# Induro C314 vs CT314



## chasinglight (Apr 13, 2013)

Hi, I am looking to get a sturdy tripod for landscape and wildlife. It needs to be able to support a gripped 7D with 100-400. I have ready very good things about the Induro CT314. When I was looking for the best price I found someone selling the "C314" on eBay for $100 less than the CT314 currently goes for. Turns out the C314 is the previous model. The features look generally the same, the specs looks quite different. However, I believe the difference in specs could just be marketing talk..maximum load 22lbs vs 39lbs. I read a very good review of the "C413" (the same production year as the C314) on Luminous Landscapes so I believe the Induro CF tripods to be very capable.

Anyway does anyone have experience with either the C314 or CT314? any real life differences? 
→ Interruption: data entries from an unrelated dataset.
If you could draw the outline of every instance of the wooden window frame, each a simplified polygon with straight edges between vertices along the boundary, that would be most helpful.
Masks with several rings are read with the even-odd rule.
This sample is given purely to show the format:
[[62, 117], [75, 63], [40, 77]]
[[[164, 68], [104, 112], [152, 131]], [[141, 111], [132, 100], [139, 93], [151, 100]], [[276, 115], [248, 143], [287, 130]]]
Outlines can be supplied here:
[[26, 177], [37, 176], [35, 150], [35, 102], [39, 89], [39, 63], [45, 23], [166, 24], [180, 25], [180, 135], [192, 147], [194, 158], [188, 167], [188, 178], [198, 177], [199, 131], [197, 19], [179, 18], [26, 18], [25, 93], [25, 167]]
Also I have researched manfrotto, gitzo, RRR, and others and am pretty set on the induro based on price, value, and favorable reviews. That said I am not looking for "well you should really get a Gitzo for $800 or a RRR for $1000." My budget allows <= $1000 for legs and a gimbal head...so with the induro I can easily stay within budget.

Thanks for your help!!!

http://www.indurogear.com/products_details_C314.html#specs
http://www.indurogear.com/products_details_CT314.html

http://www.luminous-landscape.com/reviews/accessories/indiro413.shtml


----------



## Jens_T (Apr 20, 2013)

Would also be very interested in feedback on that topic.
Looking for a carbon tripod myself and Induro is one of the brands that are in my closer selection.

Thanks,
Jens


----------



## Quasimodo (Apr 20, 2013)

I borrowed two different induro CT's, one with a Gimbal Head to support the Canon 800 F5,6L, and one with a ball Head to support the Canon 500 F4.0L IS II USM. Never have I tried a better tripod. Its tough, lightweight (carbon), very stable. Myself I have two Manfrottos and a Benro monopod. That will change when I get the money


----------



## janmaxim (Apr 22, 2013)

You could also look into Feisol. I recently purchased Ct-3442 and so far I am really impressed with the build quality.
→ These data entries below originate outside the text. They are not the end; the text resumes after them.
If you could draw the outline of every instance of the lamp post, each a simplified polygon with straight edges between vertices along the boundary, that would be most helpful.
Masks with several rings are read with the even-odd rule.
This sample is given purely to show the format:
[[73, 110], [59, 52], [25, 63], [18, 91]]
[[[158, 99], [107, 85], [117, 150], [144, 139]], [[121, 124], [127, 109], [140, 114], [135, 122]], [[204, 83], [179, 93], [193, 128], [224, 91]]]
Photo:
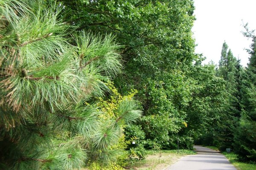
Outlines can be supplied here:
[[179, 135], [178, 132], [177, 132], [177, 144], [178, 146], [178, 153], [179, 153]]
I also looked into the Induro, but in my evaluations Feisol seemed to give more bang for the buck and be of higher quality production.


----------



## pwp (Apr 22, 2013)

Recently I was shopping for a new ball head. At a local Induro showroom, I stress tested the heavier ballhead models. Even when fully locked off, you could drag/move the head. Absolutely not good enough. All the Induro ballheads did this. At half the price I got a completely satisfactory Manfrotto ballhead.

Induro legs may be perfectly fine, but I'd recommend avoiding their ballheads.

-PW


----------



## miah (Apr 22, 2013)

I have the Induro CT214 and Induro BHL2 ballhead. They work extremely well with the 5D3 and all of the lenses listed in my profile below. There is absolutely NO slippage in the ballhead whatsoever. Here's a good review:

http://www.deepgreenphotography.com/2012/05/gear-review-induro-ct313-tripod-bhl-2-ballhead/

If I was using a super-tele and gimbal mount, I'd probably want to step up to the CT314, but for anything less, save yourself the weight/bulk and get the CT214. I purchased mine at B&H, along with the Induro ELC-2 short column for ground work. These tripods are extremely well made, set up fast, and are an excellent value.


----------